API · Conventions
Rate limits
Per-key limits, 429 response shape, X-RateLimit headers, and burst exemptions for trusted agents.
Last updated
TL;DR. Limits applied per key or token. X-RateLimit-Limit,
X-RateLimit-Remaining, and X-RateLimit-Reset on every response. On 429, honor the
retry_after in the problem body (seconds) — it's the authoritative backoff signal.
Matter applies rate limits per key or token. The defaults are generous for normal use and scale on request.
Default limits
| Key type | Burst (per second) | Sustained (per minute) |
|---|---|---|
sk_live_ | 100 | 1000 |
sk_test_ | 25 | 250 |
pk_live_ / pk_test_ | 10 per IP | 100 per IP |
tok_* (agent tokens) | Per structured policy | Per structured policy |
Agent tokens can be granted burst exemptions via the limits.frequency_caps field on the
token's structured policy. This is how tier-4 automation agents avoid rate-limit contention
during scheduled filing runs.
Rate-limit headers on every response
X-RateLimit-Limit: 100
X-RateLimit-Remaining: 99
X-RateLimit-Reset: 1745251260Budget your request rate against these. X-RateLimit-Reset is a Unix timestamp.
429 response shape
When you exceed a limit, Matter returns a 7807 problem object plus the standard Retry-After
header (seconds):
HTTP/1.1 429 Too Many Requests
Retry-After: 30
X-RateLimit-Limit: 100
X-RateLimit-Remaining: 0
X-RateLimit-Reset: 1745251290
Content-Type: application/problem+json
{
"type": "https://mattermode.com/docs/errors/rate_limited",
"title": "Too Many Requests",
"status": 429,
"code": "rate_limited",
"detail": "This key exceeded the 100 req/s burst limit. Retry after 30s.",
"retry_after": 30,
"request_id": "req_Qw9xYz8A"
}Retry strategy
Respect Retry-After. If it's absent on a transient 5xx, back off exponentially starting at
1s with jitter: 1s, 2s, 4s, 8s, 16s — stop after 5 attempts for a single logical request.

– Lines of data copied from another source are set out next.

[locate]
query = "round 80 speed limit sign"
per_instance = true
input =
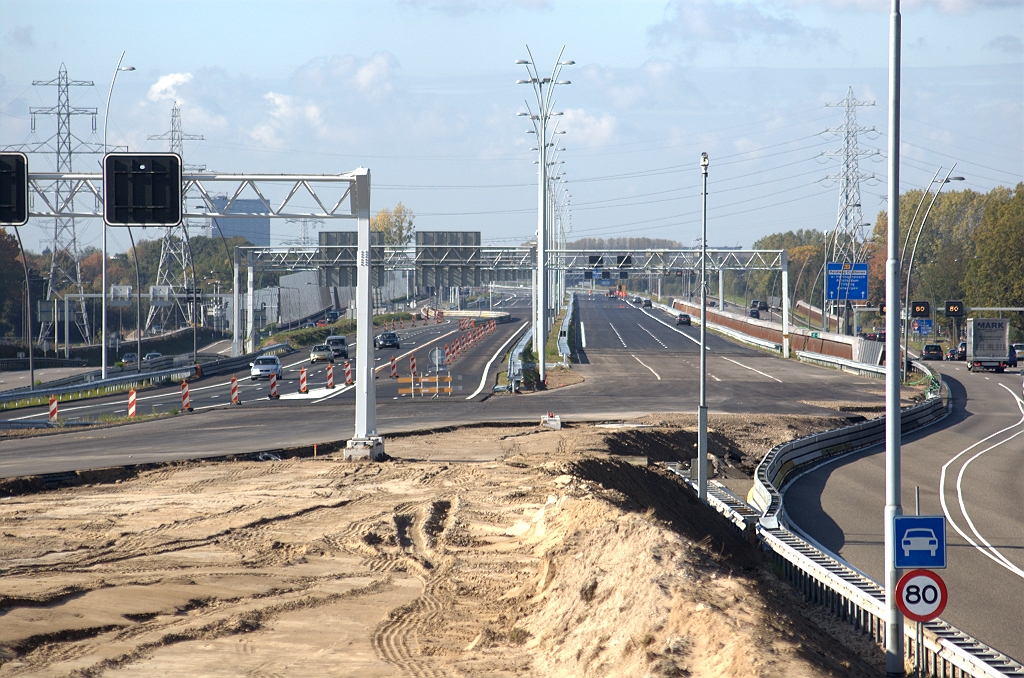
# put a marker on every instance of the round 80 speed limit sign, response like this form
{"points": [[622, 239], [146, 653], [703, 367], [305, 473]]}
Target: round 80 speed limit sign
{"points": [[921, 595]]}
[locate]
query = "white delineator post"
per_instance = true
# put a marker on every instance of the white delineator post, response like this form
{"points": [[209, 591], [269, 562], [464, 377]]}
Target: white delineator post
{"points": [[894, 620], [702, 407], [366, 442], [785, 304]]}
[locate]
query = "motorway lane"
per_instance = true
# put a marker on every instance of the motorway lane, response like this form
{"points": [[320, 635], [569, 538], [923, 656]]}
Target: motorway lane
{"points": [[981, 447], [215, 391]]}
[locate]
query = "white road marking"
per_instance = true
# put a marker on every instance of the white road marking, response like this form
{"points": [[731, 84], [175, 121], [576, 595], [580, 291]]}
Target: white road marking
{"points": [[651, 335], [616, 334], [747, 367], [483, 377], [989, 551], [647, 366]]}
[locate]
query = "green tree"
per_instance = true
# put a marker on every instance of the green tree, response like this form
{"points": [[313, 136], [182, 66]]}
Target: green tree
{"points": [[396, 225]]}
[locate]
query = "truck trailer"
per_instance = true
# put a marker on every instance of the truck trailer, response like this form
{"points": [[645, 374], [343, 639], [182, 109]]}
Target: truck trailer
{"points": [[987, 343]]}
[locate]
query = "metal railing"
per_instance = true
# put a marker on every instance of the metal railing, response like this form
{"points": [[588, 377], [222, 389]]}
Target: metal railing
{"points": [[824, 579], [563, 332]]}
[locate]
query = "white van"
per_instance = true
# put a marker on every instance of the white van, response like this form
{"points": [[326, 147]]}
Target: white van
{"points": [[339, 346]]}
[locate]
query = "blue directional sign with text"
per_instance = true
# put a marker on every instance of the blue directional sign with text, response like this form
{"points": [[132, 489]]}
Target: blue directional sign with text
{"points": [[921, 541], [847, 281]]}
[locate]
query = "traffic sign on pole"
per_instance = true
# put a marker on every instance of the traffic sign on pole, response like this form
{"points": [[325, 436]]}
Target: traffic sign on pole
{"points": [[921, 541], [921, 595]]}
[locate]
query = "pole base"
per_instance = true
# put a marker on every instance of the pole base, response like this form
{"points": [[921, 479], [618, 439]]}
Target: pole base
{"points": [[372, 449]]}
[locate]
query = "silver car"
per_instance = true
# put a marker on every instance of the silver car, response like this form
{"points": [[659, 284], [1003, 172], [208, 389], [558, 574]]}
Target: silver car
{"points": [[264, 367]]}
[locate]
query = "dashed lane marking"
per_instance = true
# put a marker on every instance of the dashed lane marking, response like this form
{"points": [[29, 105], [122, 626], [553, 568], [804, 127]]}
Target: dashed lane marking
{"points": [[616, 334], [658, 377]]}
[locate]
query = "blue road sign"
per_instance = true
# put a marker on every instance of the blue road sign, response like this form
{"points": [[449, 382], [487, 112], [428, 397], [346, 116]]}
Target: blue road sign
{"points": [[847, 281], [921, 541]]}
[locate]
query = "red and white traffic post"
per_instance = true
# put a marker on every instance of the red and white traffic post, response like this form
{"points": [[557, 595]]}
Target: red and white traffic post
{"points": [[185, 400]]}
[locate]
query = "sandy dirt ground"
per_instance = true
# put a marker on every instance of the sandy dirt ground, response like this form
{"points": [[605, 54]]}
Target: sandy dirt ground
{"points": [[486, 551]]}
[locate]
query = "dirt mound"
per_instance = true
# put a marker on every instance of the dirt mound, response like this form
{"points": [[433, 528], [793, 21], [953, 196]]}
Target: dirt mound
{"points": [[513, 550]]}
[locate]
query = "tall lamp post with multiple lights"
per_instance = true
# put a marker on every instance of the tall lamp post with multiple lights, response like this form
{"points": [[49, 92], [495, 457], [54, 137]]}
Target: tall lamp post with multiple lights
{"points": [[702, 407], [138, 330], [913, 252], [544, 90]]}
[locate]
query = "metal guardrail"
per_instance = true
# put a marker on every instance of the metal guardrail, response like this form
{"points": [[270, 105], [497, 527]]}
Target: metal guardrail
{"points": [[861, 369], [563, 333], [128, 381], [94, 388], [729, 332], [515, 358]]}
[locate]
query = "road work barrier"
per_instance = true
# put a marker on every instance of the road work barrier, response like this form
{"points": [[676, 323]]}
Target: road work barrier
{"points": [[185, 399], [825, 580]]}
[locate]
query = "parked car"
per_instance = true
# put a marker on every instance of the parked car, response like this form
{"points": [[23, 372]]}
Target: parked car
{"points": [[321, 352], [263, 367], [339, 346], [386, 340]]}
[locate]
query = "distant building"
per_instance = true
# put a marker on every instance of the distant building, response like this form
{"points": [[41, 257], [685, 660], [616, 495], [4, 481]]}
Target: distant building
{"points": [[256, 229]]}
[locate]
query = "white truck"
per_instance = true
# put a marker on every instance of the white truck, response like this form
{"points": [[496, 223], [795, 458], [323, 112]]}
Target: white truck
{"points": [[987, 343]]}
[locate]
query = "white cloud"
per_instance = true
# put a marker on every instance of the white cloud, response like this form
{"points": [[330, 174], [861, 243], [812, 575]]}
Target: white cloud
{"points": [[695, 22], [167, 86], [946, 6], [584, 128]]}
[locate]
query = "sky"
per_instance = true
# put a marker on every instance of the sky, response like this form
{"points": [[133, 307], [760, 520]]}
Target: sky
{"points": [[423, 93]]}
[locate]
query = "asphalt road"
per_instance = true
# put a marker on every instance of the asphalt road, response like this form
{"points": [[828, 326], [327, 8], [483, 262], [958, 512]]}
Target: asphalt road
{"points": [[215, 391], [969, 468]]}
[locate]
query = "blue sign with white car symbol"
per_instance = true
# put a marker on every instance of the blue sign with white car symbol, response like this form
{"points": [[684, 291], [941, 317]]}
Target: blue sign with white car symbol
{"points": [[921, 541]]}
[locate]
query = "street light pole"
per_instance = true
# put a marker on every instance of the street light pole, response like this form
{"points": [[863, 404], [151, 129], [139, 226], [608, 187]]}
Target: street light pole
{"points": [[544, 90], [909, 269], [702, 407], [894, 619], [107, 113]]}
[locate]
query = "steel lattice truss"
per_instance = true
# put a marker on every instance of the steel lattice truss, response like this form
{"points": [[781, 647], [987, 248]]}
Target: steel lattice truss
{"points": [[298, 187], [511, 258]]}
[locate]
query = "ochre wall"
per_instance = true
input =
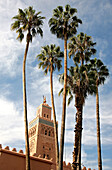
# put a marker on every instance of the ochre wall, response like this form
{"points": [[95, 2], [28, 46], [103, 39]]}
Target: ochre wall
{"points": [[11, 160]]}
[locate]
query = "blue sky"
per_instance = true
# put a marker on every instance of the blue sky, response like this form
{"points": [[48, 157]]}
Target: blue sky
{"points": [[97, 22]]}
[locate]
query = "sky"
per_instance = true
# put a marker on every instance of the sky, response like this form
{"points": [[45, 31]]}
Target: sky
{"points": [[97, 22]]}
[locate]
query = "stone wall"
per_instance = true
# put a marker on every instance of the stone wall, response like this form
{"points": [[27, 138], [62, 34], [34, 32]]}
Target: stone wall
{"points": [[13, 160]]}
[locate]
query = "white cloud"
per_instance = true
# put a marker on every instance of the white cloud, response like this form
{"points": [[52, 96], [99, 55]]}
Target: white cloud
{"points": [[11, 122]]}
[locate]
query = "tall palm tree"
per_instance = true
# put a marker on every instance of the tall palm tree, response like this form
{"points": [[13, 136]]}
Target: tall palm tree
{"points": [[78, 87], [100, 72], [50, 59], [64, 23], [29, 21], [81, 48]]}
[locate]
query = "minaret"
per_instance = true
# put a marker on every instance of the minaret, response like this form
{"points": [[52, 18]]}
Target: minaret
{"points": [[41, 133]]}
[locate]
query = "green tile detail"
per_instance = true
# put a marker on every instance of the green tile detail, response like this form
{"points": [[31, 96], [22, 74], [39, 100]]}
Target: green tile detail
{"points": [[47, 107], [34, 123], [46, 122]]}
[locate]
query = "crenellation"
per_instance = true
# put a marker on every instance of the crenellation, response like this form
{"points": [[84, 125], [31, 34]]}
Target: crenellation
{"points": [[7, 148], [64, 163], [14, 149], [21, 151]]}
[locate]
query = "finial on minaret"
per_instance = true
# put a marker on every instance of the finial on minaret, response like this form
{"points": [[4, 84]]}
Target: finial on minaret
{"points": [[44, 99]]}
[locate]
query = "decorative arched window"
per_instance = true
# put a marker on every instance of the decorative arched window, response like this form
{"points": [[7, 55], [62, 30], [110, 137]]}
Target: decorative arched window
{"points": [[45, 132], [49, 133]]}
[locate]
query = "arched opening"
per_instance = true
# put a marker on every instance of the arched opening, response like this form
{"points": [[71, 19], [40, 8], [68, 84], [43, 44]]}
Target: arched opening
{"points": [[45, 132]]}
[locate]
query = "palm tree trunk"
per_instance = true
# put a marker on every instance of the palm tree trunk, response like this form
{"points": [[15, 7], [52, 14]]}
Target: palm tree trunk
{"points": [[54, 118], [78, 134], [80, 137], [64, 106], [98, 130], [25, 109]]}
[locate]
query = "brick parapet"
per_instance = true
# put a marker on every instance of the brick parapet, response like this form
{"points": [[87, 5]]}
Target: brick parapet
{"points": [[21, 154]]}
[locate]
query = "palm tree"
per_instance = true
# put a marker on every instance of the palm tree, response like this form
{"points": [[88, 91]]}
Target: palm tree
{"points": [[100, 72], [31, 22], [81, 48], [78, 87], [64, 23], [50, 59]]}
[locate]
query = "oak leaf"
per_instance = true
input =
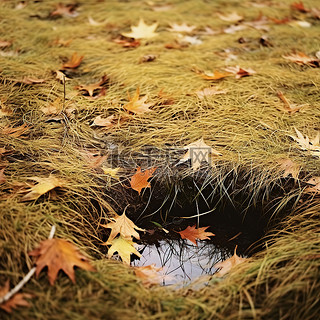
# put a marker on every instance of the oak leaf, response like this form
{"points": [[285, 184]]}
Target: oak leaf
{"points": [[124, 226], [124, 247], [142, 31], [74, 62], [140, 179], [288, 167], [59, 254], [228, 264], [149, 275], [16, 300], [43, 186], [138, 105], [193, 234], [199, 151]]}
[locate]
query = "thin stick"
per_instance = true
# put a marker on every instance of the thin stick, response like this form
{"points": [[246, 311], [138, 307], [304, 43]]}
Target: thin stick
{"points": [[27, 277]]}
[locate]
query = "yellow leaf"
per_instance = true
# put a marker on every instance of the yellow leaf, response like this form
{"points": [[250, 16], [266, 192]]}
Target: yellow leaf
{"points": [[124, 247], [142, 31], [124, 226]]}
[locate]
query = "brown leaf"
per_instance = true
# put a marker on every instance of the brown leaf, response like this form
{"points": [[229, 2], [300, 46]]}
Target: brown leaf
{"points": [[123, 225], [227, 265], [140, 179], [288, 167], [16, 300], [74, 62], [193, 234], [43, 186], [59, 254], [138, 105]]}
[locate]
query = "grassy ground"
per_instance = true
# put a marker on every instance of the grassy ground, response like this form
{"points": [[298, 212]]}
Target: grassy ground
{"points": [[244, 124]]}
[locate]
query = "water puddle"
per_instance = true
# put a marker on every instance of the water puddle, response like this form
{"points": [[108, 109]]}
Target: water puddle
{"points": [[181, 262]]}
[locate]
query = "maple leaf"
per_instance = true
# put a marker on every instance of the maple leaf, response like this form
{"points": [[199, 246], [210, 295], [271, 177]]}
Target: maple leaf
{"points": [[231, 17], [15, 132], [227, 265], [65, 11], [123, 225], [198, 151], [142, 31], [240, 72], [288, 167], [44, 185], [90, 88], [149, 275], [288, 107], [124, 247], [306, 144], [59, 254], [140, 179], [17, 300], [207, 92], [137, 105], [302, 58], [174, 27], [74, 62], [192, 234]]}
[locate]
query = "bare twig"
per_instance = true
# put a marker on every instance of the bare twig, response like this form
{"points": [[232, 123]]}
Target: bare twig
{"points": [[27, 277]]}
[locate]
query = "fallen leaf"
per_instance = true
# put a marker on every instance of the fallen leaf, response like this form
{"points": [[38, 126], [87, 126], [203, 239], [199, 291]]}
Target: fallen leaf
{"points": [[193, 234], [140, 179], [128, 43], [103, 122], [123, 225], [198, 152], [124, 248], [288, 167], [231, 17], [149, 275], [63, 10], [303, 59], [91, 88], [299, 6], [15, 132], [59, 254], [136, 105], [74, 62], [142, 31], [240, 72], [184, 28], [227, 265], [306, 144], [207, 92], [43, 186], [16, 300]]}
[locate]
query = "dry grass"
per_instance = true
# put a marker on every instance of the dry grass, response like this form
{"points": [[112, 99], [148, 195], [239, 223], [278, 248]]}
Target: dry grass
{"points": [[244, 124]]}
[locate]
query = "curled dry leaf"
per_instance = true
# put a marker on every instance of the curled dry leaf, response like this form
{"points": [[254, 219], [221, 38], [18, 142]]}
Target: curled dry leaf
{"points": [[17, 300], [142, 31], [124, 247], [59, 254], [227, 265], [288, 167], [43, 186], [124, 226], [74, 62], [140, 179], [138, 105], [193, 234]]}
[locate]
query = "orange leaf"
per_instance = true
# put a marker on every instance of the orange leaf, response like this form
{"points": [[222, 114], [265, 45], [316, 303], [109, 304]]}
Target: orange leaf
{"points": [[59, 254], [15, 301], [140, 179], [73, 63], [192, 234]]}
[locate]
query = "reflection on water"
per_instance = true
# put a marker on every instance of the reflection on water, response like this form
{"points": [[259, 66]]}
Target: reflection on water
{"points": [[181, 262]]}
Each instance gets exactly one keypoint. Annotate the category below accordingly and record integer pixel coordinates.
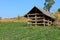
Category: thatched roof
(43, 11)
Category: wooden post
(28, 20)
(35, 20)
(44, 21)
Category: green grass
(19, 31)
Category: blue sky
(13, 8)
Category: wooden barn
(37, 16)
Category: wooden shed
(37, 16)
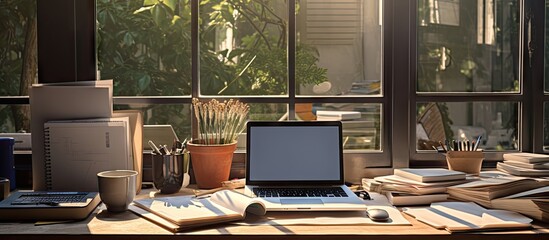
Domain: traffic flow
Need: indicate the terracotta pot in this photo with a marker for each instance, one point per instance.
(211, 163)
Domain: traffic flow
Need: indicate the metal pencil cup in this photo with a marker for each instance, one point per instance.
(469, 162)
(170, 172)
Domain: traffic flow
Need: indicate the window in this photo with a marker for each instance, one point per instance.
(469, 74)
(18, 62)
(458, 69)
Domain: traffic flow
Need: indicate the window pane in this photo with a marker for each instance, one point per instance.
(468, 46)
(14, 118)
(495, 122)
(177, 115)
(339, 47)
(546, 126)
(361, 129)
(18, 47)
(546, 46)
(146, 49)
(243, 47)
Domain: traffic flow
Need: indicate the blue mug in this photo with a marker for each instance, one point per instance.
(7, 166)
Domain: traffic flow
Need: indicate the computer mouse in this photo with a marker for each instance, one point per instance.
(378, 215)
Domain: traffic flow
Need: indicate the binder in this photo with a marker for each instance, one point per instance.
(61, 101)
(76, 150)
(136, 134)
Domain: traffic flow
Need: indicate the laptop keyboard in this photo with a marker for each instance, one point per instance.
(299, 192)
(50, 198)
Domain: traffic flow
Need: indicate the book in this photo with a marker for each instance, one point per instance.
(467, 216)
(177, 213)
(526, 157)
(429, 174)
(533, 203)
(519, 171)
(61, 101)
(528, 165)
(405, 199)
(381, 185)
(322, 115)
(394, 179)
(76, 150)
(484, 190)
(135, 118)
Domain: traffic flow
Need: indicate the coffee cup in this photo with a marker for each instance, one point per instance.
(117, 188)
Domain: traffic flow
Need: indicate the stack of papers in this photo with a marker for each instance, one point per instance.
(533, 203)
(525, 164)
(467, 216)
(415, 186)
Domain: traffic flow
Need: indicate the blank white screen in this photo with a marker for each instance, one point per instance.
(294, 153)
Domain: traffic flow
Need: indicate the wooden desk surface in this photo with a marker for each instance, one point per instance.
(105, 225)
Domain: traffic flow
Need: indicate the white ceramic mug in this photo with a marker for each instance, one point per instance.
(117, 188)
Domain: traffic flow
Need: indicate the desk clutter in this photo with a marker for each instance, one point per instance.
(490, 189)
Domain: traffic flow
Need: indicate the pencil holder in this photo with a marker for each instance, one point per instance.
(170, 172)
(469, 162)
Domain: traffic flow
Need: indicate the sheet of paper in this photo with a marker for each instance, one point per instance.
(463, 216)
(330, 218)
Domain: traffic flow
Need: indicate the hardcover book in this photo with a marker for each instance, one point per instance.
(429, 174)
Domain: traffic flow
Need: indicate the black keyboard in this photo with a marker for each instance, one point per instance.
(50, 198)
(299, 192)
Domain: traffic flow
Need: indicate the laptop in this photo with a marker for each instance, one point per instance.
(298, 166)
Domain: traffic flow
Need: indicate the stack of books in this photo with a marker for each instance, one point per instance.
(323, 115)
(503, 191)
(420, 186)
(525, 164)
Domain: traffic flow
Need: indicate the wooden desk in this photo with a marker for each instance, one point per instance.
(102, 224)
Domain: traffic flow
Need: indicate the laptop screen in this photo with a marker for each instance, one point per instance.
(294, 152)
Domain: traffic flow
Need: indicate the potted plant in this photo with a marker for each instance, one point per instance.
(219, 124)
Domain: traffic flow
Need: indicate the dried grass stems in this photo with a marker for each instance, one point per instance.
(220, 122)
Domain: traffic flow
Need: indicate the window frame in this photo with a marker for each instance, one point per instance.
(399, 79)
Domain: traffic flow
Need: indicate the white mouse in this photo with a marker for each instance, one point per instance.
(378, 215)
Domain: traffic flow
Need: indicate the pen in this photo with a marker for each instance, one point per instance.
(154, 147)
(442, 145)
(477, 143)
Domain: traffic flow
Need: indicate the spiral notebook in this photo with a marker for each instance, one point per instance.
(76, 150)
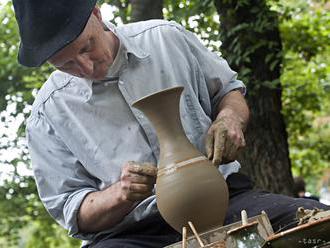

Most SDK clients do this automatically. If you're writing against the API directly, use a
library like backoff (Python) or p-retry (JavaScript).
Raising limits
Send support@mattermode.com with:
- Account ID.
- Typical requests per second at peak.
- Burst-rate needs (if any).
- Use case (compliance automation, venture studio batching, etc.).
Production accounts with established traffic patterns are routinely raised to 500+ RPS
burst. Venture-studio accounts running portfolio batching workloads use a separate burst
budget tied to the Portfolio resource.